Site Reliability Engineers (SRE) at Dubizzle ensures that all our services are healthy, monitored, automated, and designed to scale. You’ll use your background as an operations generalist to work closely with our development teams from the early stages of design all the way through identifying and resolving production issues. You will support a wide range of products focusing on automation, availability and performance, and above all reliability.

Your Responsibilities :

Desired Skills and Experience

  • Serve as a primary point responsible for  the overall health, performance, and capacity of our production environment.
  • Be part of the implementation and design of the systems used to operate Dubizzle, with a focus on automation and maintainability at large scale
  • Collaboration with the development team on operations-related issues, providing support and acting as stakeholder.
  • Develop tools to effectively monitor custom applications in a large-scale environment.
  • Troubleshoot issues across the entire stack - hardware, software, application and network.
  • Migrate applications off of legacy environments with minimal downtime.
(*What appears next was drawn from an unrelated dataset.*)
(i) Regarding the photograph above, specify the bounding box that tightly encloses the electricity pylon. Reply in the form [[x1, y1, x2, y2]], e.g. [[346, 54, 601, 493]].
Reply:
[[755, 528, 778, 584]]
  • Take part in a shared 24x7 on-call rotation.
  • Document system design and procedures.
  • 3+ years experience in working with large-scale web applications.
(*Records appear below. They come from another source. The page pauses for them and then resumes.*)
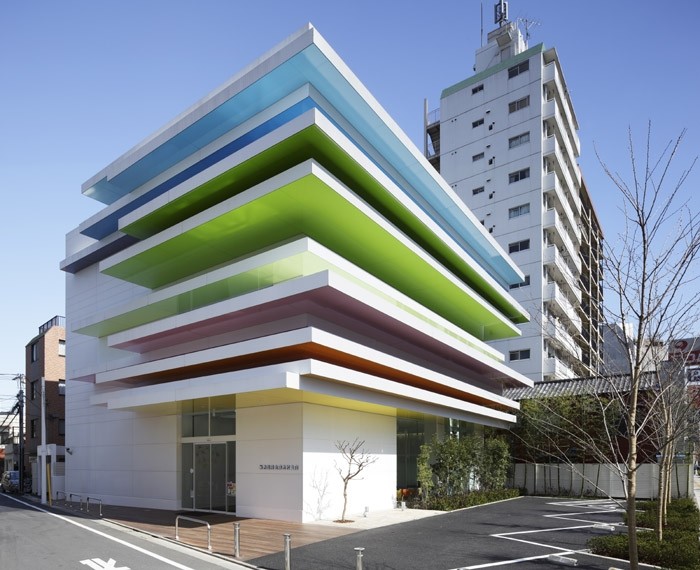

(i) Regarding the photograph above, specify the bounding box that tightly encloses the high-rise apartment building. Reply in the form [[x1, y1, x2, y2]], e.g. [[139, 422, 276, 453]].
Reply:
[[425, 15, 602, 381]]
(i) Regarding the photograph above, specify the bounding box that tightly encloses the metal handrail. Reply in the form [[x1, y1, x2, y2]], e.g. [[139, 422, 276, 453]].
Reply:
[[175, 515, 211, 551], [85, 497, 102, 516], [68, 493, 83, 511]]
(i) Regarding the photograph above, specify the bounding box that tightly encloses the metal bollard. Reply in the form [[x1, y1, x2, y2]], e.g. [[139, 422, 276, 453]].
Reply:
[[355, 546, 364, 570], [233, 523, 241, 558], [284, 533, 292, 570]]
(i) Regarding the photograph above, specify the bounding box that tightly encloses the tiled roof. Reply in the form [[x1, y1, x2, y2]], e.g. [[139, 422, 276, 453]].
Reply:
[[503, 373, 656, 401]]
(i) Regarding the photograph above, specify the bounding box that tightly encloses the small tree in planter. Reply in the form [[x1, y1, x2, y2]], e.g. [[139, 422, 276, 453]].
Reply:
[[335, 438, 378, 522]]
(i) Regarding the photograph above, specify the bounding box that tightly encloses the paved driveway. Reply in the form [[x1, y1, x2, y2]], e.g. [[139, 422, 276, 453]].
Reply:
[[249, 497, 656, 570]]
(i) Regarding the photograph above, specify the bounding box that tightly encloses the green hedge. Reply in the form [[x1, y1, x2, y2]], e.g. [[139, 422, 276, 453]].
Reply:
[[409, 489, 520, 511], [588, 499, 700, 570]]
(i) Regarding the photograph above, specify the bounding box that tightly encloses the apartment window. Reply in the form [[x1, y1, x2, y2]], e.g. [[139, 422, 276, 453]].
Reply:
[[508, 132, 530, 148], [508, 95, 530, 113], [508, 168, 530, 184], [508, 348, 530, 362], [508, 204, 530, 218], [508, 239, 530, 253], [510, 275, 530, 289], [508, 59, 530, 79]]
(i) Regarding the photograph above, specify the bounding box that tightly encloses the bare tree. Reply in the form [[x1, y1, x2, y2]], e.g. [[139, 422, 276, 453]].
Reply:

  • Experience on cloud infrastructure of Amazon Web Services/Rackspace Cloud.
  • Expert in Linux server administration.
  • Demonstrated programming skills in one or more of: Python, Perl, Scala, Erlang.
  • Fluency with standard networking protocols, such as DNS, DHCP, LDAP, NIS, PXE, SMTP, ICMP, NTP
  • Familiarity with systems management tools (Puppet, Ansible, chef.)
  • Experience with existing open source projects such as Mesos, Hadoop, Scribe, Zookeeper is a plus.
  • Work with the open source community and apply latest best practices and learnings to our infrastructure.